Mentality handicap

Mentality handicap

When I first wrote about the decision of the Greek Cypriot government to establish a 3,000-strong professional army, separate from the around 9,000-strong National Guard, I was accused of speaking out against a settlement. My mailbox was filled with e-mails from Greek Cypriot and Greek friends, mostly accusing me of being an “anti-settlement fascist Turk.”

Obviously, talking with the Turkish Cypriot elected leader about establishing a bi-zonal and bi-communal federation and appealing for a demilitarized island, while at the same time engaging in efforts to enroll a new 3,000-strong professional army was awkward. The Cyprus Mail agreed last week that negotiations for a Cyprus settlement and the creation of a new army were incompatible. Indeed, is it not self-damaging for Greek Cypriots to engage in such an effort? Would not observers doubt the sincerity of President Nikos Anastasiades’ “settlement resolution.” Can anyone establish peace by keeping a gun pointed at the head of his negotiating partner? Can a deal reached through that hostage-taking approach be an honorable peace?

Now, Greek Cypriot friends will probably point at the Turkish military presence in northern Cyprus and ask whether it is holding the Greek Cypriot side hostage? But there has been one important contribution of the Turkish military to Cyprus since the 1974 intervention: Unlike the 1963-1974 period there have been no Greek Cypriot attacks on Turkish Cypriots, not one single disappearance on the roads, no mass murders.

Furthermore, the number of troops deployed on the island has been pulled down to around 13,000, and not only because of the needs in Turkey. If there ever is a Cyprus settlement excluding a negligible “agreed figure,” the entire Turkish military presence will disappear from the island “within an agreed timetable.”

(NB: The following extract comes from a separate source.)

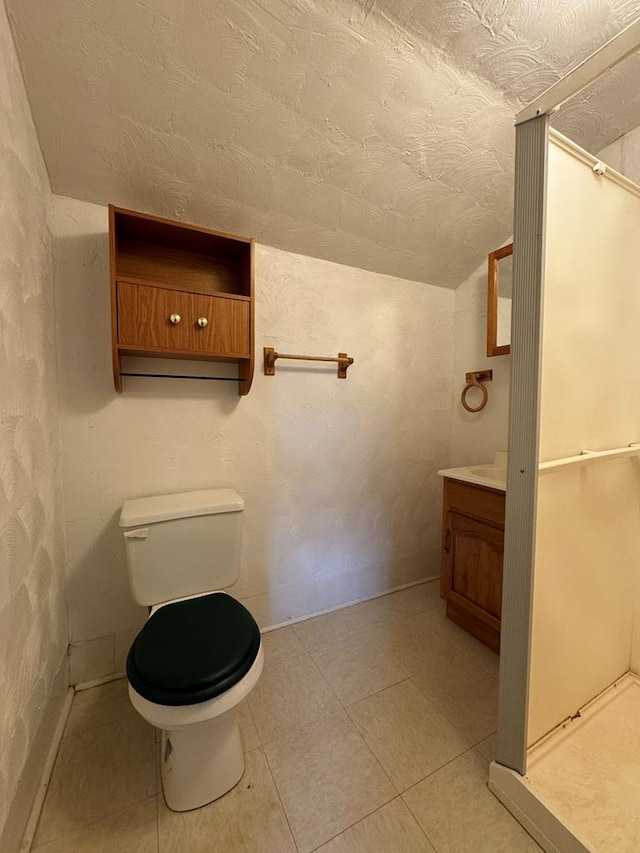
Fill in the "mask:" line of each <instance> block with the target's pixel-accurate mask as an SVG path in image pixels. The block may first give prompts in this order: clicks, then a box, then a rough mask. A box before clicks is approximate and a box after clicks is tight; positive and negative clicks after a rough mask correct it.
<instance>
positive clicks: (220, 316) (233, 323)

The Greek Cypriot leadership, on the other hand, has been buying new war machines and creating a new military unit while claiming to be discussing peace with the Turkish Cypriots. The overall strength of the Turkish Cypriot Security Forces is about 4,000, or perhaps lower. Leave aside the 9,000 already under arms and the 3,000-strong professional army that is wanted to be created, the most recent poll showed that at least 3.8 percent of Greek Cypriots, or some 13,500 of them, support the fascist Elam organization (that has two seats in the House of Representatives).

Last week, Anastasiades boycotted a scheduled meeting of the two leaders in protest at the Turkish Cypriot leader attending a dinner hosted by the Turkish president for the participants of a U.N. meeting in Istanbul. According to his spokesman, he received assurances that the U.N. would not repeat such a situation. What kind of a situation? Strengthening the “statehood claims” of the Turkish Cypriots.

What’s more, efforts are underway to start gas exploration activities in the disputed economic zone of the island by September. Did not Anastasiades and his Turkish Cypriot counterpart Mustafa Akıncı agree back in May 2015, when they started the latest round of talks, to a moratorium on such activities? What would the Greek Cypriots do if tomorrow a Turkish seismic ship is dispatched to the same waters at the request of Akıncı?

For the past 42 years Greek Cypriots have portrayed themselves to the world as the “victims of Turkish aggression.” Indeed, they have been quite successful in that effort. Why? Do the British, the Americans, the Germans, the Russians or the Chinese not know the Cyprus realities? Sure they know better than anyone else, but they pretend to be alien to the Cyprus problem. Its evolution fits well to their interests, and when interests are at stake in international relations there is no place for friendship, the notion of justice, righteousness, or the famous dictum that agreements must be kept, “pacta sund servanda.”

Mind you, the dinner incident was just one episode in a bigger game. The more Greek Cypriots are cornered in the Cyprus talks and forced to accept a resolution on the basis of power sharing with politically equal Turkish Cypriots, further episodes will continue to unfold. The public declaration of a decision to form a new professional army is just a gimmick to open up a discussion aimed at terminating Turkey’s guarantor status. The Greek Cypriots are not at all interested in a settlement, they want the Turkish Cypriots to be satisfied with some minority rights given to the republic they usurped back in 1964.

What to do now? Regardless of whether talks continue or not, the structural reform foreseen in the latest Turkey-Turkish Cyprus protocol must be speedily put into action. The much discussed “Public Sector Personnel Reform” must be urgently legislated. Thus, the Turkish Cypriot state should consolidate itself. If there is a settlement, such arrangements are needed for effective governance. If talks falter again, the Turkish Cypriot state should be able to offer good governance to its people.

In any way, as Akıncı rightly said, Turkish Cypriot political equality cannot be limited to the Cyprus buffer zone, pubs and cafes. If Anastasiades disagrees, he may go wherever he likes.